Tema yang banyak diminati antara lain:

  • sains;
  • sejarah;
  • pendidikan karakter;
  • lingkungan;
  • kesehatan.

Mengapa Komik Edukasi Disukai?

  • Mudah dipahami.
  • Ilustrasi menarik.
  • Membantu siswa yang kurang menyukai bacaan panjang.
  • Meningkatkan motivasi membaca.

Saat ini banyak penerbit Indonesia yang menyediakan komik edukasi berkualitas sehingga koleksi ini layak menjadi prioritas pengadaan.

6. Buku Keterampilan

Buku keterampilan mulai banyak dicari terutama ketika guru memberikan proyek sederhana atau kegiatan praktik.

Contohnya:

  • membuat origami;
  • kerajinan dari barang bekas;
  • menggambar;
  • melukis;
  • membuat prakarya.

Buku seperti ini membantu siswa mengembangkan kreativitas sekaligus mendukung pembelajaran berbasis proyek.

7. Buku IPA Sederhana

IPA merupakan salah satu mata pelajaran yang paling banyak memanfaatkan koleksi perpustakaan.

Siswa SD umumnya mencari buku yang menjelaskan konsep secara sederhana, misalnya:

  • perubahan wujud benda;
  • daur air;
  • tata surya;
  • hewan dan tumbuhan;
  • gaya dan energi;
  • cuaca.

Buku dengan banyak ilustrasi dan percobaan sederhana lebih mudah dipahami dibandingkan buku yang hanya berisi teks.

Tips untuk pustakawan: Pajang buku IPA sederhana pada rak khusus bertema "Sains untuk Anak" agar lebih mudah ditemukan dan menarik perhatian siswa.

Tips Pengadaan Koleksi untuk Perpustakaan SD

Berdasarkan jenis buku yang paling sering dicari, pustakawan dapat memprioritaskan pengadaan koleksi dengan mempertimbangkan beberapa hal berikut:

  • Pilih buku dengan bahasa yang sesuai tingkat perkembangan siswa.
  • Utamakan buku yang memiliki ilustrasi menarik dan berkualitas.
  • Sediakan lebih dari satu eksemplar untuk judul yang sangat populer.
  • Seimbangkan koleksi fiksi dan nonfiksi.
  • Pastikan buku berasal dari penerbit yang tepercaya dan sesuai dengan kurikulum maupun kebutuhan literasi anak.

Pengadaan yang tepat akan membuat koleksi perpustakaan lebih relevan dan meningkatkan tingkat peminjaman.

Buku yang Paling Sering Dicari di Perpustakaan SMP

Seiring bertambahnya usia, kebutuhan informasi siswa SMP mulai berubah.

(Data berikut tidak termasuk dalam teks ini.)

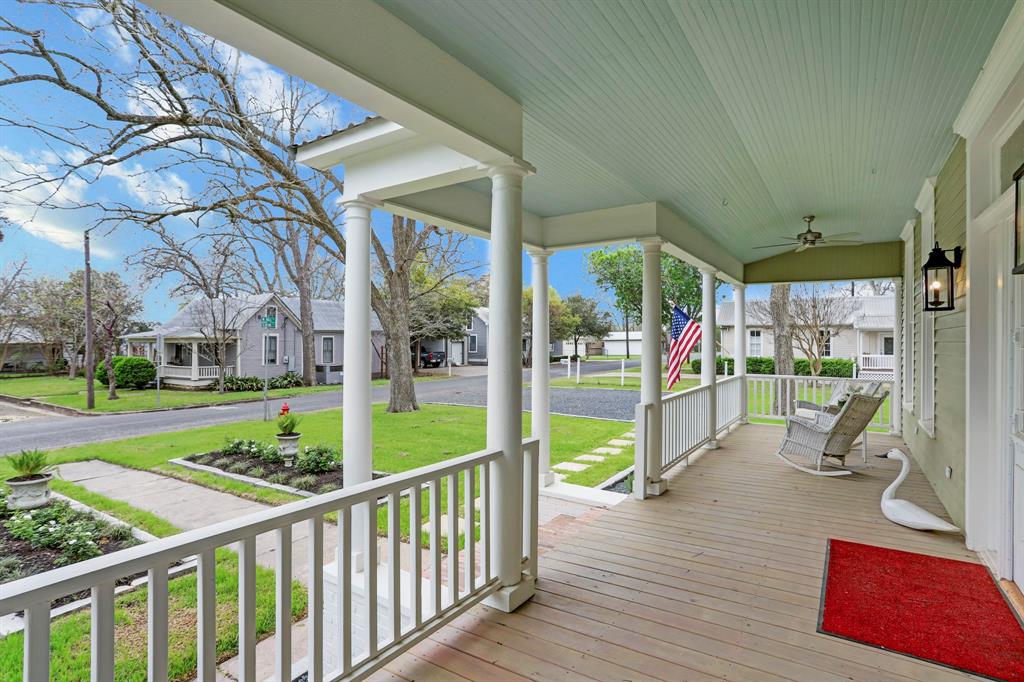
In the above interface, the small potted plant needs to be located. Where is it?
[6,450,53,509]
[278,402,302,467]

Mereka tidak lagi hanya mencari buku yang menarik dari sisi gambar atau ilustrasi, tetapi juga mulai membutuhkan bacaan yang mendukung pembelajaran, memperluas wawasan, dan membantu mengembangkan minat serta hobi. Pada awal tahun ajaran, perpustakaan SMP biasanya mengalami peningkatan peminjaman pada beberapa jenis buku berikut.

8. Novel Remaja

Novel remaja menjadi salah satu koleksi yang paling diminati siswa SMP. Pada usia ini, kemampuan membaca mereka sudah berkembang sehingga mulai menikmati cerita yang lebih panjang dengan alur yang kompleks.

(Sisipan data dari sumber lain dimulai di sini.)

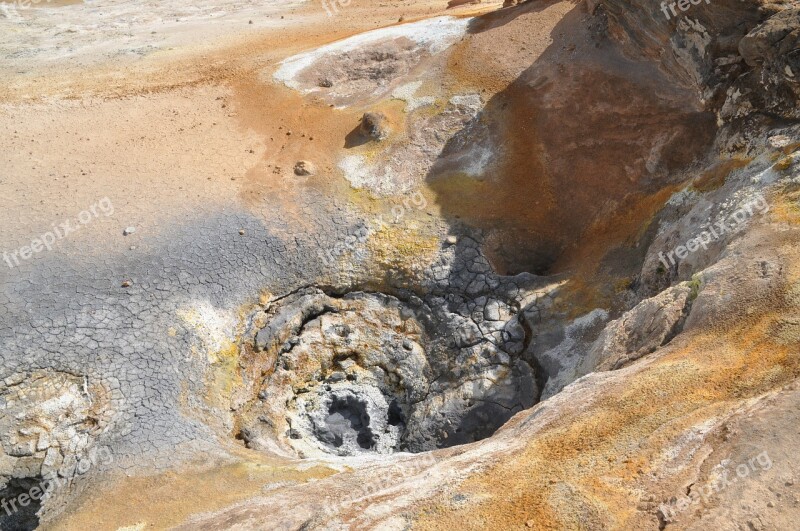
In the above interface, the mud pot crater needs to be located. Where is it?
[237,288,538,457]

Tema yang banyak dicari antara lain:

  • persahabatan;
  • keluarga;
  • petualangan;
  • kehidupan sekolah;
  • kisah inspiratif.

Novel remaja juga sering dimanfaatkan guru Bahasa Indonesia sebagai bahan kegiatan literasi, resensi buku, atau diskusi di kelas.

Mengapa banyak dicari?

Novel membantu meningkatkan kemampuan membaca, memperkaya kosakata, melatih imajinasi, dan menumbuhkan empati terhadap berbagai karakter dalam cerita.

9. Buku Ilmu Pengetahuan Populer

Siswa SMP umumnya mulai memiliki rasa ingin tahu yang tinggi terhadap berbagai fenomena di sekitar mereka. Oleh karena itu, buku ilmu pengetahuan populer menjadi salah satu koleksi favorit.

Topik yang sering dicari meliputi:

  • astronomi;
  • gunung berapi;
  • perubahan iklim;
  • teknologi;
  • robotika;
  • kesehatan;
  • lingkungan hidup.

Buku yang menggunakan bahasa sederhana dan dilengkapi ilustrasi biasanya lebih diminati dibandingkan buku yang terlalu akademis.

10. Buku Biografi Tokoh

Biografi tokoh nasional maupun tokoh dunia banyak dicari karena sering berkaitan dengan tugas sekolah maupun kegiatan literasi.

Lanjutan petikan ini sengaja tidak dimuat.